But the most intriguing topic that kept arising over and over…food systems and how soil health directly translates to more nutritionally-dense foods for humans.
Huge paradigm shifts are occurring in agriculture, folks. Not everyone is on board, but the train is beginning to gain real steam. The potential exists to improve farm/ranch practices, changing consumer demands, and ultimately impact human health. That’s big stuff.
One of the keynote speakers on the topic was Dan Kittredge of the Bionutrient Foods Association out of Massachusetts. BFA is a non-profit organization whose mission is to increase quality in the food supply by linking consumers of food, growers of food, and purveyors of food. They partner with an impressive group of scientists, researchers, and partners across many industries to accomplish their goals. (See more at Bionutrient Food Association)

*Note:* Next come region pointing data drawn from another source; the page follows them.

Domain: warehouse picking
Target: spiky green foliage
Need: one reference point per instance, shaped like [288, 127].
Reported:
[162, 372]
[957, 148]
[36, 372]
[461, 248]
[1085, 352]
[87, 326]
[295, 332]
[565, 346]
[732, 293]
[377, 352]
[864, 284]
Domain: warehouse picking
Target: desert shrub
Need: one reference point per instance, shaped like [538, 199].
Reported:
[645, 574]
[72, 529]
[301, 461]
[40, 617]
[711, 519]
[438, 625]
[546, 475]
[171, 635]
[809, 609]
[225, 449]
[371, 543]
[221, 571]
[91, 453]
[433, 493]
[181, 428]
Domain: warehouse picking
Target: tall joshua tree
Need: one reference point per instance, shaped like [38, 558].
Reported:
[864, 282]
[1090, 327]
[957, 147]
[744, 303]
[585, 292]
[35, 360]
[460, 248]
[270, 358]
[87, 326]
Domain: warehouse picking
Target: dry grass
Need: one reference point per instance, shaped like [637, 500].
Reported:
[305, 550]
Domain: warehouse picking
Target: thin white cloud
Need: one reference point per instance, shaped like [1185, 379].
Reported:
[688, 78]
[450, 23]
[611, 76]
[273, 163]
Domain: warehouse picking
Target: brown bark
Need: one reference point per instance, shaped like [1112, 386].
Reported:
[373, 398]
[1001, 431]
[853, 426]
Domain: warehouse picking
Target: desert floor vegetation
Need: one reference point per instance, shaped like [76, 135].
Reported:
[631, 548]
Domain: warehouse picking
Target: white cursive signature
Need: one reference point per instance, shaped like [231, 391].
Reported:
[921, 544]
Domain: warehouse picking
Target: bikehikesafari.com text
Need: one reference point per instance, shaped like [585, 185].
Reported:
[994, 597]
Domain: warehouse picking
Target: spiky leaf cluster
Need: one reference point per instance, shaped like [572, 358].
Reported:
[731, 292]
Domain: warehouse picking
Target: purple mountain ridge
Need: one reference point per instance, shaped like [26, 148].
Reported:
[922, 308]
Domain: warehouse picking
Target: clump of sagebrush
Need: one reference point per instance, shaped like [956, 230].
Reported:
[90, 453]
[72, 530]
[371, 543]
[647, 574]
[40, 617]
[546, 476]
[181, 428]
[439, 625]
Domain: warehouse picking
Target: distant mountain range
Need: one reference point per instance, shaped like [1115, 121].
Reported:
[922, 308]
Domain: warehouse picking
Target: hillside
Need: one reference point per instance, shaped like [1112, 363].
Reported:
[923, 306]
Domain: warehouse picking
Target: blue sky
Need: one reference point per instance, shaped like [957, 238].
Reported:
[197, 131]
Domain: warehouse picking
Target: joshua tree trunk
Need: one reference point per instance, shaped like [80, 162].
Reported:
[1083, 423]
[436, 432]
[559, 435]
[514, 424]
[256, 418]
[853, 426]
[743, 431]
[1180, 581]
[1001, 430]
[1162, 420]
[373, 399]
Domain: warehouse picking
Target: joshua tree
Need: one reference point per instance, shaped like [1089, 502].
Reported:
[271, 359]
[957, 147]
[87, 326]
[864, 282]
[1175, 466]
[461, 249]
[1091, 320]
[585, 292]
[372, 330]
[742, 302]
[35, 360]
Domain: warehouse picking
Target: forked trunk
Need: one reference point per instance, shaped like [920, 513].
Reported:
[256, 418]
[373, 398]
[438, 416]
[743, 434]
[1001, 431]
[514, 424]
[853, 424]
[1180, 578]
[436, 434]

The piece of the presentation that is the most intriguing to us at Wholesome Beef Direct is the concept of a handheld spectrometer that can be made available to consumers to analyze food nutrient quality. A simple point-and-shoot tool reports the nutrition levels of any scanned piece of food. The second prototype of the device is available, and yes, ours is on order, and we became a member of BFA. We’re excited to support this idea and are also encouraged by the implemented open-source business model. In other words, once the technology is fully developed, ANYONE can build it, buy it, sell it or use it.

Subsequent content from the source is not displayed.